I just wish I had kept that original school composition but unfortunately I didn’t.
Another aspect of the Boy’s Brigade which I enjoyed was marching through the streets playing my bugle on those Sunday Church Parade’s. Although having said that, there was a downside to this. If the parade took place on a very hot summer’s day it is not easy to blow a bugle when you are dripping with perspiration and your lips keep slipping off the mouthpiece. Similarly in complete contrast it is also not easy to be woken up at some god forsaken hour from a deep sleep in your tent when it’s your turn to blow reveille to wake up the rest of the camp.
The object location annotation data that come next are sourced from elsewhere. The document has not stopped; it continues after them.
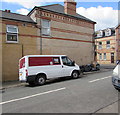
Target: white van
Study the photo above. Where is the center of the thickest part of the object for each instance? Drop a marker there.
(116, 77)
(36, 69)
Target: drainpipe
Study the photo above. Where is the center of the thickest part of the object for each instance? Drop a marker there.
(40, 35)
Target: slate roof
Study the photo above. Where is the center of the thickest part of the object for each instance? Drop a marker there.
(112, 33)
(14, 16)
(57, 8)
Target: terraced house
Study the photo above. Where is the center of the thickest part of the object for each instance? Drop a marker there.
(51, 29)
(107, 45)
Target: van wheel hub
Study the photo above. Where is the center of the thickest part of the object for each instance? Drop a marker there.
(75, 74)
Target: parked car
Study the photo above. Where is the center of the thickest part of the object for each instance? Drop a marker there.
(116, 77)
(36, 69)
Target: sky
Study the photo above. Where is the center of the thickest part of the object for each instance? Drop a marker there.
(103, 12)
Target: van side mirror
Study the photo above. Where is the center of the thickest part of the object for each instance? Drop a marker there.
(73, 63)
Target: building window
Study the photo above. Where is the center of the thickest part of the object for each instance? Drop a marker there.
(100, 45)
(45, 27)
(100, 33)
(107, 44)
(107, 32)
(12, 34)
(100, 56)
(104, 56)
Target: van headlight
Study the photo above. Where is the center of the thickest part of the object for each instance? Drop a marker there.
(115, 74)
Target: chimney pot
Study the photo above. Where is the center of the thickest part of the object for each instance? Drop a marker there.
(7, 10)
(70, 7)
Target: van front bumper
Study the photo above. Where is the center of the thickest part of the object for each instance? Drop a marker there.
(31, 78)
(116, 82)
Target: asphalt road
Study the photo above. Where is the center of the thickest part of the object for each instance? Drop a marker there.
(88, 94)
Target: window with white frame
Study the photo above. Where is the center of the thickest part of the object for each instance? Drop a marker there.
(100, 56)
(104, 56)
(107, 32)
(12, 34)
(45, 27)
(100, 45)
(107, 44)
(99, 33)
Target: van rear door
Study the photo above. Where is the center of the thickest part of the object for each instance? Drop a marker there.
(22, 71)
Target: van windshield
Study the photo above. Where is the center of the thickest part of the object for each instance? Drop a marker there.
(67, 61)
(22, 63)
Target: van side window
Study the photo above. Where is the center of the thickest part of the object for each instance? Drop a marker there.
(56, 60)
(67, 61)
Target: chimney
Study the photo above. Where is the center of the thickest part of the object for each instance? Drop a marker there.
(70, 7)
(8, 11)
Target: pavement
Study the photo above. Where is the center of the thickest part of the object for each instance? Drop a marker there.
(111, 108)
(11, 84)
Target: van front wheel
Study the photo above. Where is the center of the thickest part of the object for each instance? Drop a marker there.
(40, 80)
(75, 75)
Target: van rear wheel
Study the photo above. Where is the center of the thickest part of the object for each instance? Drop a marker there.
(75, 75)
(40, 80)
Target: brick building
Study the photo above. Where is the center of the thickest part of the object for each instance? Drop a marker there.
(51, 29)
(107, 45)
(118, 42)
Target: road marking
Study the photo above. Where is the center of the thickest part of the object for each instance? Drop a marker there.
(100, 79)
(51, 91)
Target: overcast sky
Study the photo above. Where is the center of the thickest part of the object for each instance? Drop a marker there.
(104, 12)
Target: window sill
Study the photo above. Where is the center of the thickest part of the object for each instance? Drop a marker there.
(11, 42)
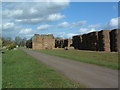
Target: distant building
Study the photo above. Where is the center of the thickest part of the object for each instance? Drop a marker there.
(43, 41)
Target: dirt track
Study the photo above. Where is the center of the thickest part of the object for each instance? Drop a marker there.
(91, 76)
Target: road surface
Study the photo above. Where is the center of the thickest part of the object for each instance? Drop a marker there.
(92, 76)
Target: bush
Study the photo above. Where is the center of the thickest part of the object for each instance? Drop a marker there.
(11, 46)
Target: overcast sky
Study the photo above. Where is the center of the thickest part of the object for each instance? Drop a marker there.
(63, 19)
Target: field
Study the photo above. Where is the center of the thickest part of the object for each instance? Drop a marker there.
(22, 71)
(106, 59)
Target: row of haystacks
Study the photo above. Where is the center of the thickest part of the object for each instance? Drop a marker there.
(105, 40)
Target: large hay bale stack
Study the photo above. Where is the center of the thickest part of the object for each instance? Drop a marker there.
(93, 41)
(113, 40)
(85, 42)
(104, 40)
(118, 40)
(77, 42)
(43, 41)
(59, 43)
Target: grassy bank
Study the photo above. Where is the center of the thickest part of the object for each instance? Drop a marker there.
(22, 71)
(105, 59)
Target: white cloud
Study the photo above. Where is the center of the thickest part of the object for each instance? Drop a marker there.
(70, 35)
(26, 31)
(114, 22)
(55, 17)
(44, 27)
(94, 26)
(34, 12)
(78, 24)
(8, 25)
(85, 30)
(63, 24)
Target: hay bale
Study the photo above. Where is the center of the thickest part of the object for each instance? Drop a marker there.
(113, 40)
(104, 40)
(77, 42)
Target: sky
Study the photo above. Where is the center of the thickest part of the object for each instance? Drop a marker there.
(62, 19)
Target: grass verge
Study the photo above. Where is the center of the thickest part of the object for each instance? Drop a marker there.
(22, 71)
(106, 59)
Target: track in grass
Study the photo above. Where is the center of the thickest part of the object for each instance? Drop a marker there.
(106, 59)
(22, 71)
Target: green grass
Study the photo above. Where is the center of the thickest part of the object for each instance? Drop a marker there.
(22, 71)
(106, 59)
(0, 70)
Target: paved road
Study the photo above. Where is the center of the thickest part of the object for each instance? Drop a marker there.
(89, 75)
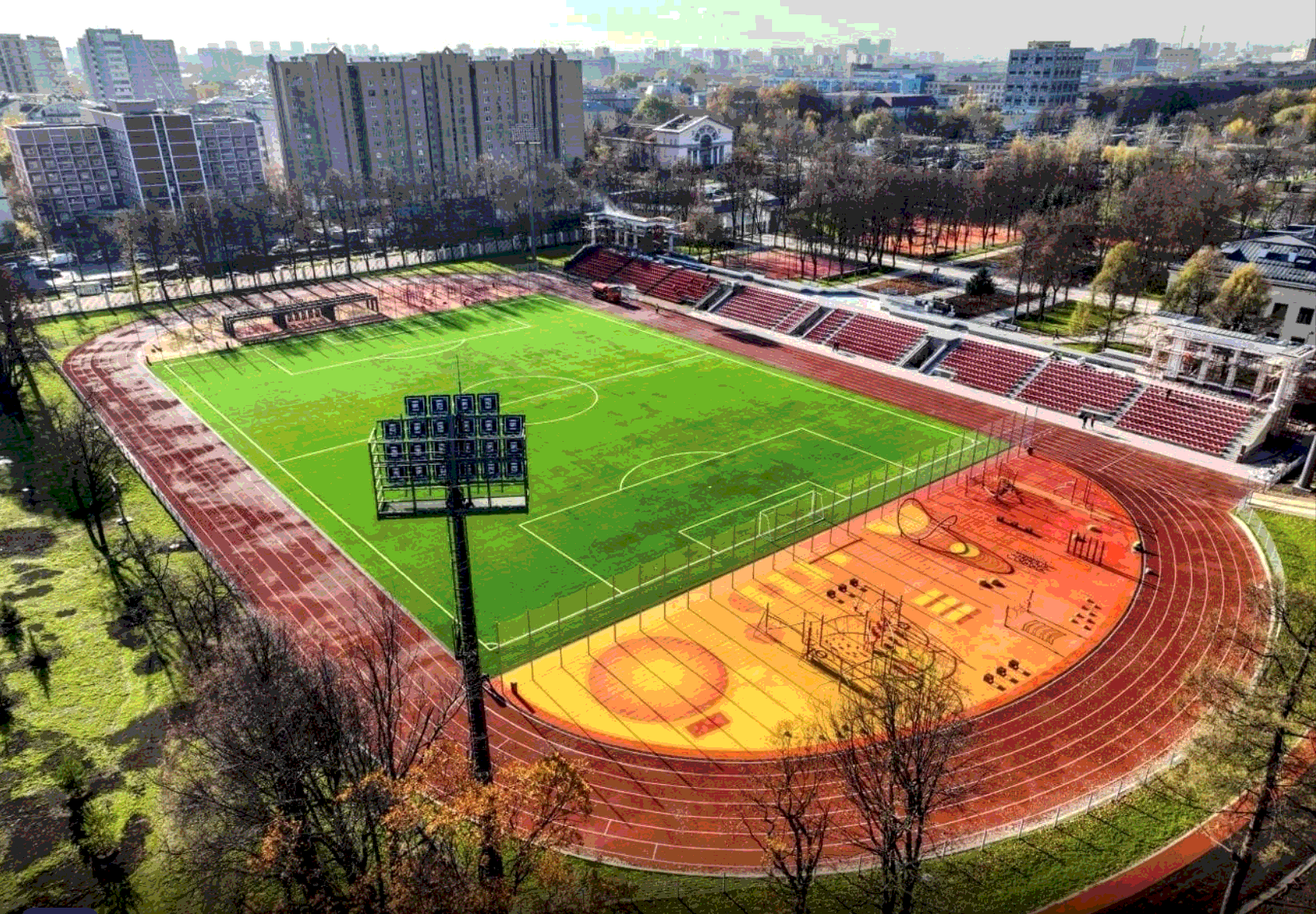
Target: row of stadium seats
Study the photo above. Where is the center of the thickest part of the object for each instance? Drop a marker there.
(759, 307)
(1070, 388)
(991, 368)
(643, 274)
(828, 325)
(599, 263)
(878, 338)
(1200, 423)
(674, 284)
(684, 286)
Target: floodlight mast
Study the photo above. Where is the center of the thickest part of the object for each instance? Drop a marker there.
(526, 135)
(428, 455)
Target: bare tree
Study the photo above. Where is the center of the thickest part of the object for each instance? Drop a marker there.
(899, 743)
(794, 817)
(18, 340)
(83, 466)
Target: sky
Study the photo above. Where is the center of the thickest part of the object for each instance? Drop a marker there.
(959, 28)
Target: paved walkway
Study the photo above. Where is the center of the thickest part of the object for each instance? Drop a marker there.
(1050, 753)
(1295, 506)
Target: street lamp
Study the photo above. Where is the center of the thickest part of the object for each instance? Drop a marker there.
(526, 135)
(455, 455)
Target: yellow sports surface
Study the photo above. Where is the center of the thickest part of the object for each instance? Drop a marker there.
(1003, 577)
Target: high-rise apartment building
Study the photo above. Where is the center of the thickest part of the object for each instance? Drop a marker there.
(1178, 62)
(32, 65)
(124, 66)
(65, 168)
(1044, 75)
(48, 63)
(14, 66)
(1144, 49)
(435, 113)
(132, 153)
(230, 154)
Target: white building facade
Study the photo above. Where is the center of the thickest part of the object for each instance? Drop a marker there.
(698, 141)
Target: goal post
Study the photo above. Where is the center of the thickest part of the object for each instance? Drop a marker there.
(791, 517)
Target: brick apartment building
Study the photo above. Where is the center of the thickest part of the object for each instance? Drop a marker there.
(435, 113)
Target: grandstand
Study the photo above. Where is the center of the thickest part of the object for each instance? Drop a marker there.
(992, 368)
(1192, 420)
(1222, 424)
(878, 338)
(763, 308)
(1069, 387)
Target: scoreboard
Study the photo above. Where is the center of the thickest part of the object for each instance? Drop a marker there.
(449, 439)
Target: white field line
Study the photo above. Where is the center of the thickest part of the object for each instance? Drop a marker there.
(321, 502)
(645, 463)
(530, 396)
(766, 370)
(712, 551)
(417, 352)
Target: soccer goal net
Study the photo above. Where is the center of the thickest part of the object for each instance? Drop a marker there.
(791, 517)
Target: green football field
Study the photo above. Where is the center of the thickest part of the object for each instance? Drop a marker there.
(656, 463)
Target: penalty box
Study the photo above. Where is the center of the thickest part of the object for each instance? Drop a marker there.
(769, 490)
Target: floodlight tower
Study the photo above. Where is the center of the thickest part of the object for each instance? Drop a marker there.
(526, 136)
(455, 455)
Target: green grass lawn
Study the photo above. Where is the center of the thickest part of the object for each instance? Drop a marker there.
(654, 462)
(1057, 320)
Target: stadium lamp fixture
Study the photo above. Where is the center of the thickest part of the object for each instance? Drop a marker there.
(526, 136)
(455, 455)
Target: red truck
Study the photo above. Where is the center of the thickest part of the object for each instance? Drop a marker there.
(607, 291)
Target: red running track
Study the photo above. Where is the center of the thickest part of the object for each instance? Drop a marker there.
(1121, 707)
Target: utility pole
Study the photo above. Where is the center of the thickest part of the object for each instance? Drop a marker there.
(526, 136)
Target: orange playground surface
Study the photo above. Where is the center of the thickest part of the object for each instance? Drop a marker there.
(1003, 575)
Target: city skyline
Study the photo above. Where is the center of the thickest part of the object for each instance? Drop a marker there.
(959, 30)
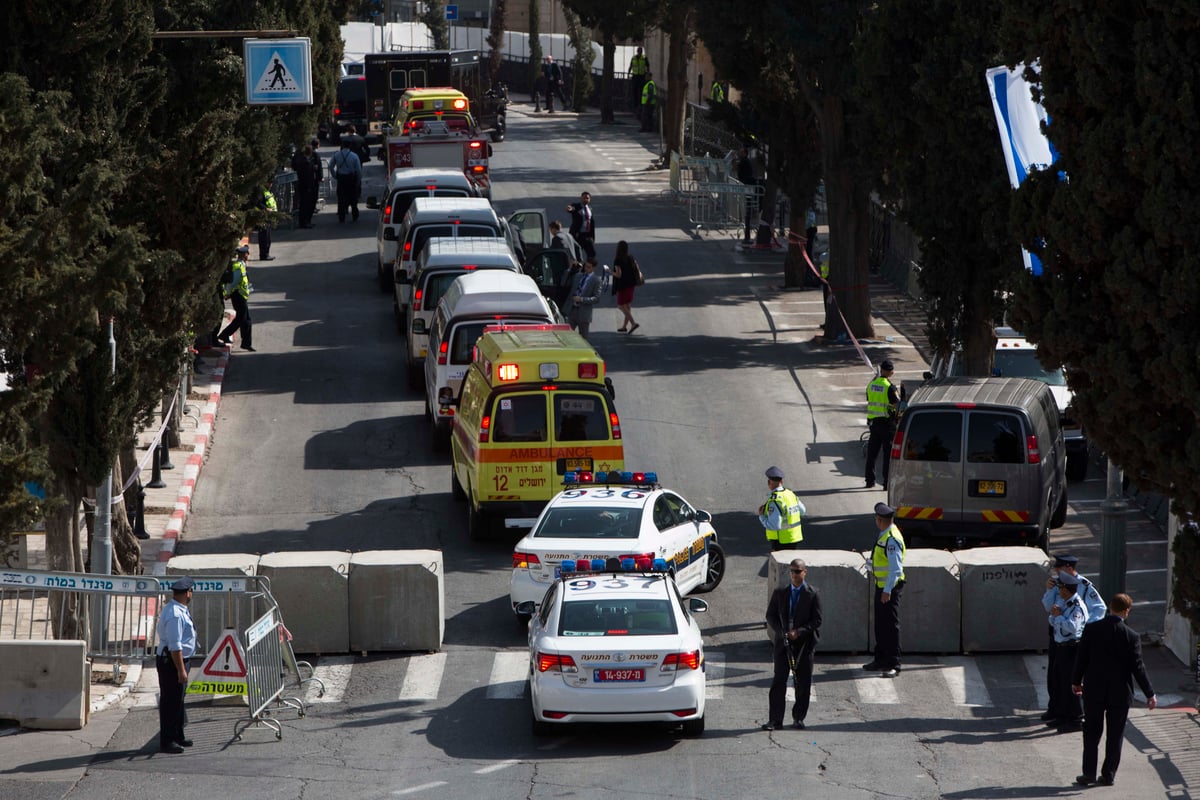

At this point I should tell you that our Company leader had decided that on our camp we should be segregated into groups like some schools are into ‘Houses’ etc. Well, he decided that our contingent should be split into four groups namely Eskimos,
Hottentots, Mohawks, Zulus. I was a Zulu. In these days of PC (Political Correctness) some people might take offence, thinking it degrading or trivialising these indigenous native people but believe me in those days, and bearing in mind the names used were suggested without any racial intent, by our leader, a Church of England Priest! Nevertheless it could have had some repercussions arising from one particular Sunday Church Parade. We proudly marched through the streets, white sashes gleaming, cap badges, shoes shining and bugles firmly glued to our lips.
The service went well and, as is usual at the end of any church service, when the final Amen is said it is customary to have absolute silence for some seconds before anyone rises from their sitting or kneeling positions. Well, on this particular occasion this respectful silence had only been observed for a few seconds when suddenly this time lapse was shattered by the sound of a lone young voice ringing through the rafters of this sacred and ancient building inviting the congregation to join in the rallying cry of ‘Up the Hottentots’. Fortunately our leader thought it amusing as we boys did except for Billy Collins, the over enthusiastic perpetrator of this invitation to a surprised and somewhat bemused congregation. Poor Billy, it was something he never lived down.